By exploring all the paths in the Declarative graph, NooJ produces over 1 million declarative sentences (Fig. 7).

Fig. 7.
figure 7

The Declarative grammar represents over 1 million sentences

Similarly, the graph NounPhrase represents over 500,000 noun phrases such as Lea’s lover (+Nom0), Joe’s mad love for Lea (+NomV) and Joe’s love (+Nom1), etc.

The graph Interrogative represents over 3 million questions such as: Who used to love Lea? When did Joe’s love for Lea end? Why could Joe no longer love Lea? How come Joe still loves Lea?, etc.

3 Generalizing the Grammar

If we want to construct a syntactic grammar that recognizes all direct transitive sentences such as My cousin ate an apple, we can start by replacing Joe and Lea with a description of Noun Phrases, and love with any direct transitive verb.

Such a grammar would indeed recognize any sentence of structure NP V NP successfully; however it would be useless as a transformational grammar because it would not restrict the elements of the sentence. For instance, it would recognize the three sentences:

Lea is seen by Joe. The busy teacher dropped the broken pen. Joe saw Lea.
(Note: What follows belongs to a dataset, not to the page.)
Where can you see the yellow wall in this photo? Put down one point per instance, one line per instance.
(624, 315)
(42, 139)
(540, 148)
but it would not be able to tell that the first and the third sentences are linked by a transformation, whereas the second one is unrelated. Moreover, we want the grammar to process the two following sentences as two unrelated sentences:

Joe loves Lea. Joe is loved by Lea.

In order to produce the sentence Lea is loved by Joe (and reject sentence Joe is loved by Lea) from the first one, we need to index the elements of the sentence:

NP 0 V NP 1 = NP 1 is V-pp by NP 0

and then set NP 0, V and NP 1 respectively to Joe, love and Lea. To do that, we use NooJ’s global variables.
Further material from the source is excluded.